Il ‘pacchetto’ (Parola orrenda), include sanzioni contro la ‘flotta ombra russa’, navi mercantili di bandiera di vari Paesi, che trasportano petrolio a gas nel mondo. 557 -117 le nuove ‘cattive’-, cui sarà/dovrebbe essere vietato l’accesso ai porti europei. Nel settore finanziario, cinque banche russe sono state aggiunte al divieto di transazioni, insieme a misure contro il sistema di pagamento russo ‘Mir’ e quattro istituzioni finanziarie in Bielorussia e Kazakstan. Per la prima volta, l’UE ha imposto sanzioni anche su criptovalute, colpendo una ‘stablecoin’ legata al rublo, il suo emittente in Kirghizistan e una piattaforma di scambio in Paraguay, oltre a vietare ai cittadini europei di fornire servizi cripto che potrebbero aiutare la Russia a eludere le sanzioni.
«Nell’entusiasmo di Bruxelles per questo annuncio, che arriva – forse non a caso – in un momento critico per i negoziati tra Stati Uniti e Russia sulla guerra in Ucraina, emergono diverse incongruenze», avverte InsideOver.
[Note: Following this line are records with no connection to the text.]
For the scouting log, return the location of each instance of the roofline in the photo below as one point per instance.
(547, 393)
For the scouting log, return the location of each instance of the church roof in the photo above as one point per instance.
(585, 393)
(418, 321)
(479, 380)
Due i quesiti chiave senza risposta: «è realistico credere che il diciannovesimo pacchetto di sanzioni possa essere davvero efficace? E dove sono le sanzioni contro Israele?». Problemi di credibilità che sfuggono. Soprattutto quando il New York Times dimostra come «le sanzioni contro Mosca non stanno funzionando efficacemente «nonostante oltre 6.000 individui e aziende legate allo sforzo bellico russo siano nella lista delle sanzioni Usa dal 2022», denuncia Roberto Vivaldelli.
A quando afferma il NYT, la Russia è riuscita a condurre scambi transfrontalieri per centinaia di miliardi di dollari. E sebbene otto dei dieci maggiori accordi per violazioni di sanzioni globali dal 2014 riguardino istituzioni finanziarie, solo due casi coinvolgono la Russia, e nessuno di questi riguarda banche di primaria importanza. Considerazione chiave oltre il ‘fumo delle sanzioni’, la crescente dipendenza della Russia da economie come Cina e India che complica ulteriormente l’applicazione delle sanzioni, poiché sanzionare grandi banche cinesi potrebbe causare ‘instabilità finanziaria globale’, secondo Martin Chorzempa del Peterson Institute, citato dal quotidiano americano. Ma non c’è solo la capacità di Mosca di aggirare le sanzioni.
Un ulteriore paradosso: mentre l’Ue approvava l’ennesimo pacchetto di sanzioni, la rivista ‘The National Interest’ pubblicava un’analisi spietata, evidenziando come diversi Stati membri dell’Ue rimangano ancora dipendenti dall’energia russa. Anzi: alcune nazioni hanno aumentano le importazioni dalla Federazione russa. Come emerge da una nuova analisi di Reuters, sette stati europei (Francia, Paesi Bassi, Romania, Belgio, Croazia, Portogallo e Ungheria) hanno aumentato le loro importazioni di energia russa nell’ultimo anno. E siamo al ‘promesso finale del Giallo’, la scoperta dell’Assassino o, in questo caso, della ‘truffa politica del tanto rigore per niente. E i dati che scopriamo, sono impressionanti.
Nei Paesi Bassi, la dipendenza dall’energia russa è aumentata di circa il 72%, raggiungendo i 498 milioni di euro (580 milioni di dollari) dal 2024. In Francia, è aumentata del 40%, raggiungendo i 2,2 miliardi di euro (2,56 miliardi di dollari). In Croazia e Romania, è aumentata rispettivamente del 55% e del 57%. Nel frattempo, le importazioni di energia russa del Portogallo sono letteralmente schizzate alle stelle, con un incremento del 167% tra il 2024 e il 2025. Complessivamente, quest’anno l’Europa ha importato più di 11 miliardi di euro (quasi 13 miliardi di dollari) di energia russa. Conclusione moderata: l’ennesimo ‘pacco’ senza maestria.